Grofweg kan duurzaamheid op drie manieren worden bekeken, die elk op een andere manier impact hebben op de kosten en/of opbrengsten. De eerste is efficiënt produceren. Dat geldt bijvoorbeeld voor een hoge voerefficiëntie, lange levensduur of minder jongvee op het bedrijf. De twee optie is extra verdiensten uit de markt halen, zoals een toeslag op de melkprijs of verkopen van carbon credits. Dan is er nog een beloning vanuit de maatschappij mogelijk. Denk aan beheersvergoedingen, de eco-regeling vanuit het GLB en rentevoordeel van banken. Ook worden vaker door overheden en instanties voorwaarden op het gebied van duurzaamheid gesteld om ergens gebruik van te kunnen maken.
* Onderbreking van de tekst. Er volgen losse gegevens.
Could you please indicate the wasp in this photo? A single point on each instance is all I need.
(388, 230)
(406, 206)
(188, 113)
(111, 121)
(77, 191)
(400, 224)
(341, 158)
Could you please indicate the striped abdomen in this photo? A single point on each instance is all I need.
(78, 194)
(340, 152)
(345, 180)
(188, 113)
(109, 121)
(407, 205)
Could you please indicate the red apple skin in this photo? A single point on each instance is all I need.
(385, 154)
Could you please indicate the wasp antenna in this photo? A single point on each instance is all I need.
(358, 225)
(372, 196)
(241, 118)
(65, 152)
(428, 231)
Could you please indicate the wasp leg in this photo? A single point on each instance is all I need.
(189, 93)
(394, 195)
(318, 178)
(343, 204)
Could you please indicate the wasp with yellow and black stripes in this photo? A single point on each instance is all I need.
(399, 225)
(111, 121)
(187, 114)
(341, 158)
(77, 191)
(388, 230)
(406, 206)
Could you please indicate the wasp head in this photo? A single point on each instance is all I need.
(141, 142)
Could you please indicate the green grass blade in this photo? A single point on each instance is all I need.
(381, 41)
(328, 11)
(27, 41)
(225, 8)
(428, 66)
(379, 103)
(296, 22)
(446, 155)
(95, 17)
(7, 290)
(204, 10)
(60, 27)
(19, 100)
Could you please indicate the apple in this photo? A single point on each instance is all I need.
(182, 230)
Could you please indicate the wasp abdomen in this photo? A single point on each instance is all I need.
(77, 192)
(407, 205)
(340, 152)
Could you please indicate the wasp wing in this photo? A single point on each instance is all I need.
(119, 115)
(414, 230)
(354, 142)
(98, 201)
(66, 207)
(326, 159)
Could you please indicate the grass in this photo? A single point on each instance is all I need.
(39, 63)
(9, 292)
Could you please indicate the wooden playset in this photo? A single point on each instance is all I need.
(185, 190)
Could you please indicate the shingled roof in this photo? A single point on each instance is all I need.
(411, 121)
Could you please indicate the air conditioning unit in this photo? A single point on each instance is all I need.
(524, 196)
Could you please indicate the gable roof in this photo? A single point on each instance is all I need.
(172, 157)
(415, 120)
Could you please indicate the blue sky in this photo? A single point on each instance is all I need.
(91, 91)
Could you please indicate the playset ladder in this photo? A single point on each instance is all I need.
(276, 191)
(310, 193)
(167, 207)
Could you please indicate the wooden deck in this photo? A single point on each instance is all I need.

Bijvoorbeeld bij pacht van provinciegronden, erfpachtfinanciering of bij de regeling Vestigingssteun voor jonge landbouwers.

Voor deel makkelijk in te vullen

Ondernemers mogen bij duurzame maatregelen en investeringen de economie niet vergeten. Die link was er altijd al, ziet Pierre Berntsen, directeur agrarische bedrijven bij ABN Amro: “In het verleden waren maatregelen vooral gericht op efficiëntere productie, kwaliteitsverbetering, koegezondheid, arbeidsverlichting en hogere opbrengsten. Veel daarvan kun je al scharen onder verduurzaming die ook financieel voordeel oplevert.” Dat geldt ook voor investeringen in zonnepanelen en warmteterugwinning. Zodoende draait Berntsen het om: “Veel investeringen in duurzaamheid hadden en hebben hun oorsprong in economisch rendement.”

Dat wordt anders met de komst van bonussen. Geraadpleegde sectordeskundigen geven aan dat deze eerder een vergoeding zijn voor gemaakte kosten of gederfde opbrengsten dan echt een beloning. Bovendien is het voor een deel van de bedrijven gemakkelijk in te vullen zonder er veel voor te hoeven doen, zoals groene diensten voor extensieve bedrijven.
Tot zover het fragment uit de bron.